好きな人を見極めるには、どうすればいいか。私は「キラークエスチョン」と呼ばれる質問を使っています。決定的なゴールを演出する、サッカーの「キラーパス」と同じような意味で、この質問に答えられるかどうかで「好き」になるかどうかを参考にするのです。

1つ目のキラークエスチョンは「AI(人工知能)であなたの仕事や人生ってどう変わると思いますか」という質問。

私がいるメディア業界にたとえて考えると、人工知能がインタビュー相手の言葉を記録して瞬時に記事にする世界がやってくることは予測できます。人間の記者の仕事がなくなっていく。あるいは、もし金融業界にいる人でしたら、お客さんの対応やローン審査などは機械が速くこなせるはずなので、いまその担当をしている銀行のスタッフはいなくなります。

この質問をすると、相手が、自分の仕事の構造を抽象的に理解し、なおかつ未来予測ができる人かどうかが分かります。そういう人と仕事をしていかないと、時代から取り残されますし、私はそんなふうに未来のことを考えている人が好きなのです。

未来に対する少しばかりの不安感と焦り、そしてその後にやってくるワクワク感。そのとき誰といたいか、誰と一緒に未来を見たいのかどうかがすごくよくわかる質問です。

1万円の使い道で相手の本質が分かる

もう一つの「キラークエスチョン」は、「最近、1万円を何に使った?」というものです。1万円というのは決して安い額のお金ではありません。食事をすればそれなりのものが出てくるし、本を何冊も買うことができます。
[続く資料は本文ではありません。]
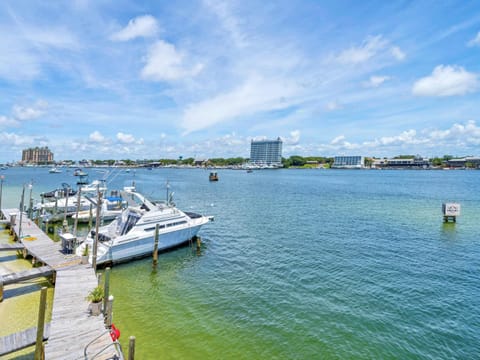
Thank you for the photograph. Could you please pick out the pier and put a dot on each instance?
(72, 327)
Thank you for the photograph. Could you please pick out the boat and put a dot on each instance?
(79, 172)
(132, 234)
(112, 206)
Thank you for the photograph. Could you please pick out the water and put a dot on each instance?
(305, 264)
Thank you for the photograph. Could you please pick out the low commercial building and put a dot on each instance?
(348, 162)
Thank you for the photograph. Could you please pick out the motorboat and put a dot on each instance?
(111, 207)
(132, 234)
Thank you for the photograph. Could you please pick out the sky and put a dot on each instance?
(162, 79)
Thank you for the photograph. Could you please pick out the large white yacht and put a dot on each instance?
(132, 234)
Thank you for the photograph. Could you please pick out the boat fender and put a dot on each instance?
(114, 333)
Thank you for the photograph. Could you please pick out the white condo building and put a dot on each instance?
(266, 152)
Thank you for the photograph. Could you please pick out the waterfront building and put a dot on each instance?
(414, 163)
(348, 162)
(37, 155)
(266, 152)
(468, 161)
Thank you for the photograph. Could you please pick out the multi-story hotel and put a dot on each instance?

この質問に対して、「夏休みに書店で1万円分の本を買うのが何よりの楽しみだ」と答えた知り合いがいますが、「すてきだな」と思いました。飲み会に行かず、ギャンブルをやらず、旅行もあまりしないタイプなのですが、一生懸命稼いだお金の使い方に「自覚的だな」と感じました。

同じような質問を、仕事で知り合った放送作家の岡伸晃さんにしたことがあります。

岡さんは「寿司」だそうです。1万円よりは多かったのですが、岡さんは毎週のように2万円の高級寿司を食べに行くのが趣味です。給料のほとんどを使っているといいます。自分にはとても真似できないなと思いました。